Общее число гостей, съехавшихся со всех концов страны, доходило до 200: судостроители из Шотландии, текстильщики из Ланкашира, металлисты из Бирмингама, горняки из Уэллса, приказчики из Лондона. Иногда встречались интеллигенты из начинающих — журналисты, учителя, врачи, помощники адвокатов.
Мой веселый механик оказался прав: трудно было придумать лучшую обстановку для знакомства с английской рабочей средой. И я с увлечением отдался этому знакомству.
Первое, что особенно привлекло мое внимание, были общественные дискуссии, которых устраивалось в лагере довольно много. Обычно дело происходило днем, перед чаем, или вечером, после обеда. Где-нибудь под деревом на открытом воздухе ставился стол, за него садился председатель, слушатели располагались вокруг на принесенных из столовой стульях или проста на лужайке. Ораторы выступали с маленького пригорка. Картина получалась почти библейская.

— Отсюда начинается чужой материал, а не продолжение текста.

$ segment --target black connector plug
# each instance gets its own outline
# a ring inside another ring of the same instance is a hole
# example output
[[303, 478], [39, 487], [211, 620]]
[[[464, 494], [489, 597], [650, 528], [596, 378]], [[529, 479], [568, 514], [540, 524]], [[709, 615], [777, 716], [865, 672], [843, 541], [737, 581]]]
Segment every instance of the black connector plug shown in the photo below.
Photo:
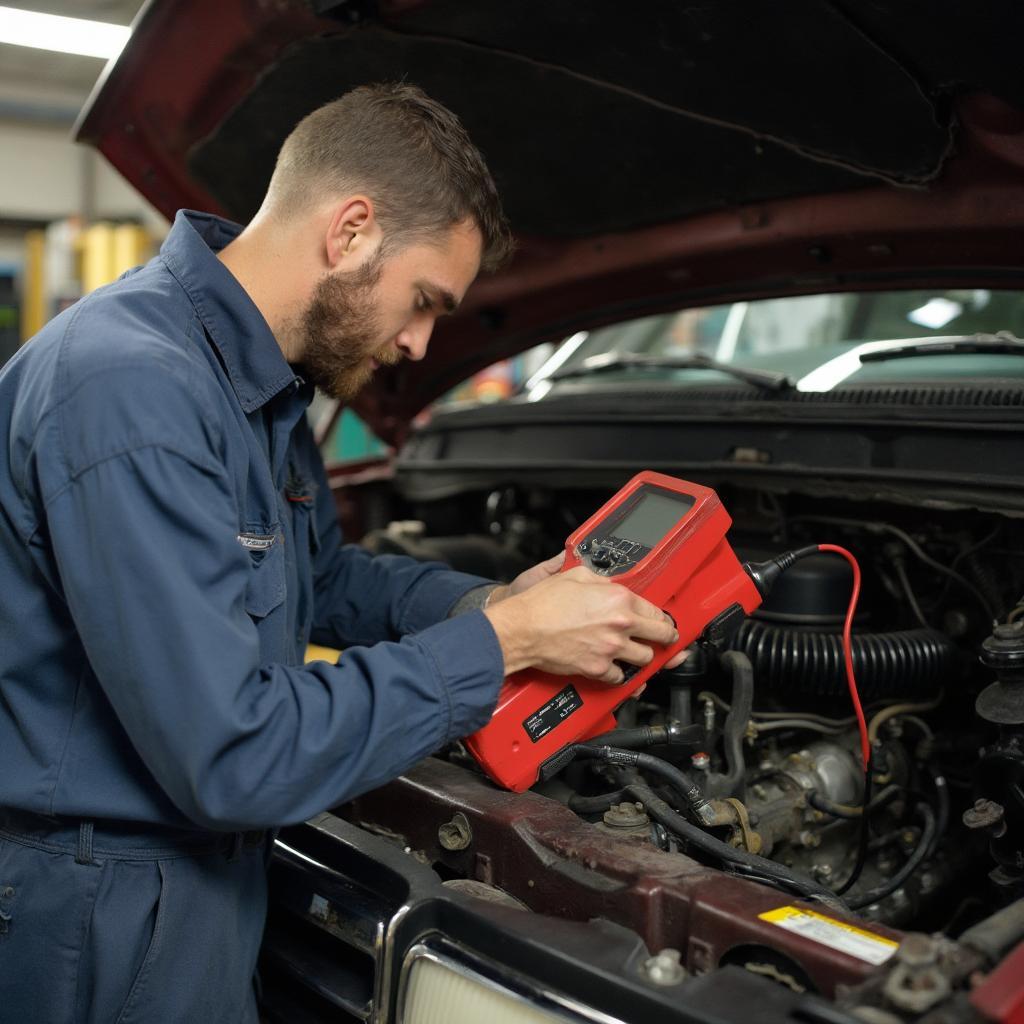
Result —
[[743, 562], [743, 571], [754, 581], [754, 586], [758, 588], [758, 593], [764, 598], [771, 593], [778, 578], [796, 561], [806, 558], [808, 555], [816, 554], [818, 546], [812, 544], [807, 548], [798, 548], [796, 551], [786, 551], [775, 558], [769, 558], [766, 562]]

На обсуждение ставились самые разнообразные вопросы — от системы коммунального обложения в Англии до структуры будущего социалистического общества. Каждый мог брать слово и говорить, что угодно. Это было в духе воззрений мистера Додда, придававшего такое большое значение свободному обмену мнений между «реформаторами». Однако регламент был строгим и экономный: председателю для вводного слова давалось 5 минут, докладчику 15-20 минут, ораторам по 5 минут, на заключительное слово отводилось 5-10 минут, так что все собрание продолжалось не более одного — полутора часов. Соблюдался регламент точно и без всякого нажима со стороны председателя: ему не приходилось ни прерывать, ни тем более останавливать ораторов. Каждый говорящий как-то сам по себе свободно укладывался в отведенное ему время и притом, — это меня особенно изумляло, — успевал сказать все, что ему хотелось. Вот что значит вековая тренировка в навыках открытой политической жизни!